Hello,
I’m trying to build a homelab to run a bunch of daily batch processing jobs as it’s primary job. I used to do this on AWS but it was getting really expensive, so I currently do it on a Ryzen 5600 setup (it was on sale). On my current on-premise setup and even on AWS, I am only able to run a sample of the jobs I would like to do, and essentially use this sample to approximate the rest (not ideal).
Each job currently takes approximately 2 minutes and about 2.4 Mb memory. The job is simply a python script that reads data from a PostgreSQL database and does a type of multivariate linear approximation. It’s similar to an ML algorithm but it’s not suited for GPU processing (a lot of small matrices vs one big matrix). I need to run as many of these as possible on a daily basis. I would also like to larger analysis on an ad hoc basis, but this type of study is not time constrained.
So other than running the script, I would need it to be able to efficiently run the PostgreSQL database where the data is stored. I currently have a Fractal Node 804 case (mATX) that I’d like to re-use if possible. My only constraint is budget, which I don’t want to spend more than a couple thousand Canadian dollars on, though I’ll entertain more expensive options if they make sense. I am also in Canada.
Before I bite the bullet and buy a Threadripper, any ideas?
Thanks
Python itself is way too slow for any serious compute tasks, so I’m going to assume you’re already using NumPy to speed it up. Even so I’d look into rewriting it in some compiled language if feasible.
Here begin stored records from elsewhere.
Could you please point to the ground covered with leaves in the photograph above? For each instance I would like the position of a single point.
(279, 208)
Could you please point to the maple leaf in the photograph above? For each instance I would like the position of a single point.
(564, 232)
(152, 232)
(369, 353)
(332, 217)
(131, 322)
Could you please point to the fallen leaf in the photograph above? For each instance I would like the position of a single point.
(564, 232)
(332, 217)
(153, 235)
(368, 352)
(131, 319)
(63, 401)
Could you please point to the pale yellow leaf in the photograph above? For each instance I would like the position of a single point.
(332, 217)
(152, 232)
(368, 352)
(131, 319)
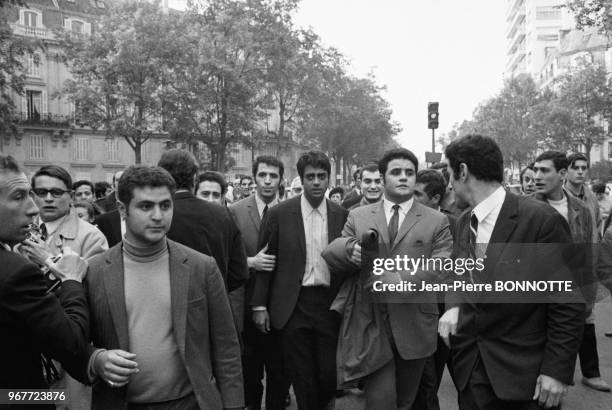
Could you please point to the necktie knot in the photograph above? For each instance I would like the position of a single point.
(394, 223)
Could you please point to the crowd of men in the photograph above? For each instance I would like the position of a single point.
(172, 289)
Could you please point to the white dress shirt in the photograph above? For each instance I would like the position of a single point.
(315, 229)
(404, 208)
(487, 212)
(261, 204)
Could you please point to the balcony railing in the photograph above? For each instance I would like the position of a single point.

There are CPU SIMD instructions for accelerating certain type of operations on matrices. Supposedly NumPy should be able to make use of them, but I don’t have any experience with that. Your 5600 for example supports 256-bit AVX2 operations.
In case you have already ruled out possible code/runtime optimizations and have concluded the only way forward is more cores, the cheapest upgrade would be upgrading to 5900/5950X for 12 or 16 cores.
To start, move the database to a different machine that has a fast ssd and lots of mem. If you’re workload is mostly doing reads from the db, consider breaking it into a single writer with one or more replicas.